Elle est bien sous sa jolie peau, Carmen. Aérienne. Des années sans jouir, et voilà qu’en quelques heures elle découvre coup sur coup (si l’on peut de la sorte s’exprimer) l’homme le mieux membré de France (après M. Félix) et le roi incontesté de la minette chevrotée. Elle est heureuse ! Sa démission est pour elle une délivrance.
Elle a du blé, elle accompagnera ses deux chevaliers de l’amour en France lorsqu’ils y retourneront. Là-bas, elle passera des semaines à se faire reluire, à prendre des pétées disloqueuses ! Ça va être la grande fête à nœud-nœud ! Les « Erotics Folies » ! Quand elle rentrera en « Argenterie », comme dit Alexandre-Benoît, elle sera devenue une fille experte, une surdouée du radada.

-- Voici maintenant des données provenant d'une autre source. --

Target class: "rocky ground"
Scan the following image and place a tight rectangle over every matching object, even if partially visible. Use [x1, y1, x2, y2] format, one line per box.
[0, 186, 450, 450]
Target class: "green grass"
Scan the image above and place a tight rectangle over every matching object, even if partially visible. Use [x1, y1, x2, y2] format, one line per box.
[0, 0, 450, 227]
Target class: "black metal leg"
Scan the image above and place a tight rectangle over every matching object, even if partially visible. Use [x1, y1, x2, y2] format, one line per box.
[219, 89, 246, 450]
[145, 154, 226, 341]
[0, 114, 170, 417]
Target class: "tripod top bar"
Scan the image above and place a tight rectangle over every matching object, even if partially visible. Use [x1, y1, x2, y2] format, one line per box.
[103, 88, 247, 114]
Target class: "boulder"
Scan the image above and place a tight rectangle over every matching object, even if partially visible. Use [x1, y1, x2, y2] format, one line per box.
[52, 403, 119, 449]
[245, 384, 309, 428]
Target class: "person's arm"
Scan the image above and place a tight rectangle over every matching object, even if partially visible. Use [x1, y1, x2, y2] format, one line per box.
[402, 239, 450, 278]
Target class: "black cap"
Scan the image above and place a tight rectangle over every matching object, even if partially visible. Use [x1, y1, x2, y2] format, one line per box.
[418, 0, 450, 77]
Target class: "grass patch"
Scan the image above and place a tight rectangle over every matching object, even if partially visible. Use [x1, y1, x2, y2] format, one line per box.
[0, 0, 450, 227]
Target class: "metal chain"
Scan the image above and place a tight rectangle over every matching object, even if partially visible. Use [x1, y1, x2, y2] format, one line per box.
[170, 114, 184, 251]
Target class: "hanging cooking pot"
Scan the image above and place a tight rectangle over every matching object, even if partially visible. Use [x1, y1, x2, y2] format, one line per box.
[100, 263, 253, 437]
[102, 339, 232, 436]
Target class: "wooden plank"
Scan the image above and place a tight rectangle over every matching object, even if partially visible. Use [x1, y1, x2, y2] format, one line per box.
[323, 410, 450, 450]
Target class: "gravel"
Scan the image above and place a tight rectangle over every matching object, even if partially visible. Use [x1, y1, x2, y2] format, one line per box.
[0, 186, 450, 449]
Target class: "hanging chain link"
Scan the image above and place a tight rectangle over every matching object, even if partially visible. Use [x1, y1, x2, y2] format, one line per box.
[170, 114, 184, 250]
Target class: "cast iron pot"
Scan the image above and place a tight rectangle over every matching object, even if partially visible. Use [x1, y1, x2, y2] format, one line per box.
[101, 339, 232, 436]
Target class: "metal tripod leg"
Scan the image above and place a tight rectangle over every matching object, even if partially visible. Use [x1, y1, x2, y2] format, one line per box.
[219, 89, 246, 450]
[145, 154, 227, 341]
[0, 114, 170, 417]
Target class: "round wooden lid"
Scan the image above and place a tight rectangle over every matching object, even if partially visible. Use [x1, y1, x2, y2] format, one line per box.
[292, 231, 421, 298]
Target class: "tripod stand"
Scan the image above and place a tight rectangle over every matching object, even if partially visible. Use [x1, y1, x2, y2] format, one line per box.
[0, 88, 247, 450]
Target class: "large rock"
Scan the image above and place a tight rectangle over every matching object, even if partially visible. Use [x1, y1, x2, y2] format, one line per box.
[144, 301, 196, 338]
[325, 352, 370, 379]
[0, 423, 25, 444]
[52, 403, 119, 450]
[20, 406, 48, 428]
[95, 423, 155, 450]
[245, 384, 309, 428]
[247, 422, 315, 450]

Telle que la voilà partie, elle est insatiable, la jolie bougresse. Comment a-t-elle pu se vouer à la police pendant autant de temps ? Lui consacrer son intelligence, sa volonté, son énergie, ses jours et ses nuits ? Et pendant ce temps, les autres femmes de son âge pinaient comme des bêtes ! Mon Dieu ! Toutes ces tringlées perdues ! Elle s’invitait parfois, les soirs de moniche démangeante, à des parties de médius solitaires ! Tristesse ! De Chopin, d’Olympio ! Désormais, fïnito le finger mouillé ! La chasse au braque est ouverte. Taïaut ! Taïaut !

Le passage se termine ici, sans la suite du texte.